RS: Is that because in general you’re not someone who likes to sit around and talk about art?
GN: Yeah, exactly.
RS: As you said earlier, you said you think it’s a waste of time to philosophize about it.
GN: It’s just something that really doesn’t interest me. I’d rather say, “Well, I saw a really great play and it was just really interesting how these things get put together,” rather than to say, “Well, I’m working on this and that, and so-and-so is working on this and that, and we should talk about how great meanings of life are, in terms of art.” I mean that’s too deep, that’s not any fun. It all goes back to fun, you know. You gotta have fun.
RS: You mentioned Chicago artists. Did you feel very connected to the Hairy Who as a group?
GN: Oh, we were very connected. We didn’t sit around and talk about our work, but we ended up being very connected, and we still are. Each one’s work interests the other, and we go about our business and see each other once in a while and catch up on stuff, but we are connected. It wasn’t just press forming—well, names of the general overall Chicago Imagists wasn’t anything we thought up. I don’t think any artist or any group, unless they themselves call themselves something, comes up with the name of what they are.
RS: Would you say having children affected your work in any particular way?
GN: No, not really. I was always very focused in terms of…well, what I had to do was just figure out the time frame in being able to do what I needed to do to proceed in the studio. I wasn’t going to give anything up studio-wise. I have a very, very strong sense of direction. My sight lines are straight ahead. I’m very strong that way.
RS: You didn’t slow down.
GN: In terms of the studio and creativity. There’s nothing that I’m giving up. The older you get…I think when you begin to ponder any creative person who is older, whether you’re a musician, composer, writer, artist, dancers—well, dancers are limited to physical, but then they go on to, maybe, choreography, and so on—most of any creative being’s most exalted work happens when they get older. They keep growing. Things just keep blossoming. It doesn’t stop. Well, maybe some things do.
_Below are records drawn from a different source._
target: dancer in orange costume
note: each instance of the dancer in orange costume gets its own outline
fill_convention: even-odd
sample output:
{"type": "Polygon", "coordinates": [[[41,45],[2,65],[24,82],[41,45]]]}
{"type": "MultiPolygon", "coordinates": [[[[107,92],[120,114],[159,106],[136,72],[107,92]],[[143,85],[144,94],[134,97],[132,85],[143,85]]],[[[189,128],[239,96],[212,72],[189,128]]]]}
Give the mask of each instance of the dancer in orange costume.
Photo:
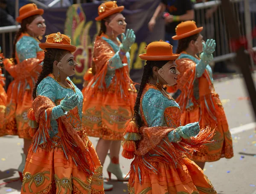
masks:
{"type": "Polygon", "coordinates": [[[83,95],[68,76],[76,47],[60,32],[47,36],[43,69],[28,113],[32,136],[21,193],[105,193],[102,167],[81,125],[83,95]]]}
{"type": "MultiPolygon", "coordinates": [[[[123,9],[115,1],[99,7],[96,20],[101,20],[100,31],[94,43],[92,69],[84,77],[87,81],[92,77],[83,89],[84,129],[89,136],[99,137],[96,151],[102,165],[110,150],[109,178],[112,173],[121,181],[129,179],[121,171],[119,155],[123,127],[132,116],[137,95],[129,74],[129,51],[135,35],[130,29],[126,35],[123,34],[126,26],[125,18],[120,13],[123,9]],[[121,43],[117,36],[122,33],[121,43]]],[[[104,184],[105,191],[112,189],[112,185],[104,184]]]]}
{"type": "Polygon", "coordinates": [[[203,168],[206,162],[222,157],[231,158],[233,152],[224,109],[215,92],[212,73],[208,65],[213,58],[215,41],[208,40],[205,43],[200,34],[202,30],[203,27],[198,28],[193,21],[184,22],[177,26],[177,35],[173,38],[179,40],[177,52],[180,54],[176,63],[180,74],[177,84],[168,91],[179,89],[181,92],[176,100],[181,109],[182,125],[199,121],[201,127],[209,126],[215,128],[215,143],[204,146],[189,156],[203,168]],[[196,54],[202,51],[199,58],[196,54]]]}
{"type": "Polygon", "coordinates": [[[163,89],[177,83],[180,73],[174,60],[179,55],[162,40],[146,49],[140,55],[146,64],[122,143],[122,156],[135,157],[129,193],[216,194],[202,169],[184,154],[209,143],[214,130],[200,131],[198,122],[180,126],[180,107],[163,89]]]}
{"type": "Polygon", "coordinates": [[[44,51],[38,46],[38,37],[45,33],[44,10],[30,3],[20,8],[16,20],[21,28],[14,40],[12,59],[6,59],[6,70],[14,78],[7,90],[6,134],[18,135],[24,139],[24,154],[18,168],[22,179],[28,149],[31,143],[27,112],[31,108],[32,90],[42,69],[44,51]]]}
{"type": "MultiPolygon", "coordinates": [[[[3,60],[4,58],[3,54],[1,53],[1,49],[0,47],[0,65],[3,63],[3,60]]],[[[5,114],[6,110],[6,100],[7,95],[4,90],[3,87],[5,85],[5,77],[2,74],[2,69],[0,66],[0,136],[4,134],[5,132],[5,114]]]]}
But generally it just keeps moving, and great things happen.
Born in Chicago in 1940, Gladys Nilsson studied painting at the School of the Art Institute of Chicago. She first came to prominence in 1966, when she joined five other recent Art Institute graduates (Jim Falconer, Art Green, Jim Nutt, Suellen Rocca, and Karl Wirsum) for the first of a series of group exhibitions called the Hairy Who. In 1973, she became one of the first women to have a solo-exhibition at the Whitney Museum of American Art. In 1990, she accepted a teaching position at the School of the Art Institute of Chicago, where she is now a professor. Nilsson is known for her densely layered and meticulously constructed watercolors and collages. Like many of the Hairy Who artists, Nilsson employed a type of horror vacui; many of her works feel filled to the brim with winding, playful imagery. Her work often focuses on aspects of human sexuality and its inherent contradictions. Since 1966, Nilsson’s work has been the subject of over 50 solo exhibitions.